Overcoming Immunosuppression in Pancreatic Cancer
Pancreatic ductal adenocarcinoma (PDA), the most aggressive form of pancreatic cancer, creates an immunosuppressive environment that blocks tumor-fighting T cells, allowing the cancer to evade immune detection. Immune-based therapies, effective in treating cancers like melanoma and lung cancer, have historically had little impact on PDA due to this suppressed immune microenvironment.
Phase II Trial Results
In the Phase II trial, 27 patients with advanced PDA, previously treated with chemotherapy, received a combination of nivolumab, an immunotherapy, and entinostat, an epigenetic drug that inhibits histone deacetylase (HDAC). The trial demonstrated promising results in a subset of patients, with three participants experiencing significant tumor shrinkage and a median period without disease progression lasting 10.2 months.

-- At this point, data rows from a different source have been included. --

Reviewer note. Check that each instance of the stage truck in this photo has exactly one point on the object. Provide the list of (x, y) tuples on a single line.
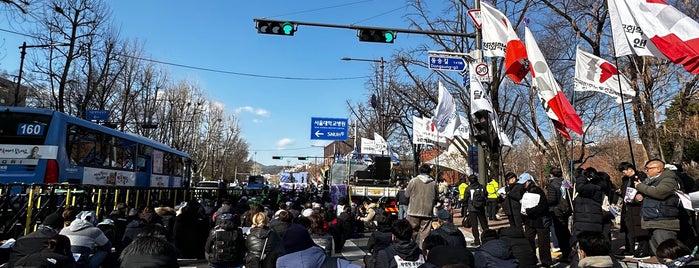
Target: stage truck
[(360, 180)]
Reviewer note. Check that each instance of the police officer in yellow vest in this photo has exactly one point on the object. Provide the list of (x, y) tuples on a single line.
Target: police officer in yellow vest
[(492, 203), (462, 190)]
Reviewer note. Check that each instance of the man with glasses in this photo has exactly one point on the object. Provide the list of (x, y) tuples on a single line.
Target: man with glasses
[(659, 209), (631, 213)]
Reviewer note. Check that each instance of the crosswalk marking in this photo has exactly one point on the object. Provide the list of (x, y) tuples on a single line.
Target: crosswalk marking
[(352, 252)]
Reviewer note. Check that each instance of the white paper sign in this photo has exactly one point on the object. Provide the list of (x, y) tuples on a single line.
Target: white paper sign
[(529, 200)]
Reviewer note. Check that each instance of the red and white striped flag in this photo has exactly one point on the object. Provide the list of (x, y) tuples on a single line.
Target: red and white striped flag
[(593, 73), (500, 40), (670, 31), (557, 107)]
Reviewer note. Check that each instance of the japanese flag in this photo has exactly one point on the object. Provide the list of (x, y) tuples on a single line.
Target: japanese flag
[(593, 73), (500, 40)]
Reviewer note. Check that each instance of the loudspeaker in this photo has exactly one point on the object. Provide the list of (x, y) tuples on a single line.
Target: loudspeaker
[(382, 168)]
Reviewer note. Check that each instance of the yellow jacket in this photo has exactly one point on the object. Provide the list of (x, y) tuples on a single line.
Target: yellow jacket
[(492, 189), (462, 190)]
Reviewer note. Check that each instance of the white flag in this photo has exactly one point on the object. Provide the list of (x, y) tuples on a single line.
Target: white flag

"This was the first time that we combined these drugs in patients with PDA, and we were reassured by the safety profile," said Marina Baretti, MD, an assistant professor of oncology at Johns Hopkins University School of Medicine. "We saw a profound and durable response in a subset of patients. Now we need to understand better how we can expand this benefit for a larger patient population."
Mechanism of Action
Prior studies indicated that entinostat can alter the immune environment in animal models of PDA, transforming the immune-suppressive surroundings into an active battleground by reducing suppressive immune cells and recruiting tumor-killing T cells. Earlier research showed that mice treated with both entinostat and nivolumab experienced significant survival improvement compared to those treated with either drug alone.
The current trial's combination approach resulted in deep tumor shrinkage in three of 27 patients, marking an important step in exploring immune-based therapies for PDA, contrasting with previous trials testing immunotherapy alone against PDA, where the response rate was zero.
Impact on Tumor Microenvironment
In-depth cellular and molecular analyses, including multiplexed immune histochemistry and RNA sequencing, revealed that entinostat reprogrammed the immune landscape, decreasing the number of suppressive immune cells and increasing the presence and activity of T cells. This shift allowed nivolumab to better recruit T cells to attack the tumor.
Identifying Predictive Biomarkers
Baretti emphasized the importance of understanding why only some patients responded to the treatment. "With an in-depth investigation of the three patients who had this profound and durable response, we’ll try to see if we can tease out specific biomarkers that may have predicted this better response to therapy," she said. Identifying these biomarkers could help select patients most likely to benefit from the therapy.
Future Directions
The team plans to return to preclinical work, testing entinostat in combination with other immune-targeting therapies and cancer vaccines, aiming to expand the treatment’s effectiveness and develop next-generation clinical trials for a broader group of patients with pancreatic cancer. "We hope from this preclinical work, the next generation of clinical trials will emerge," Baretti said.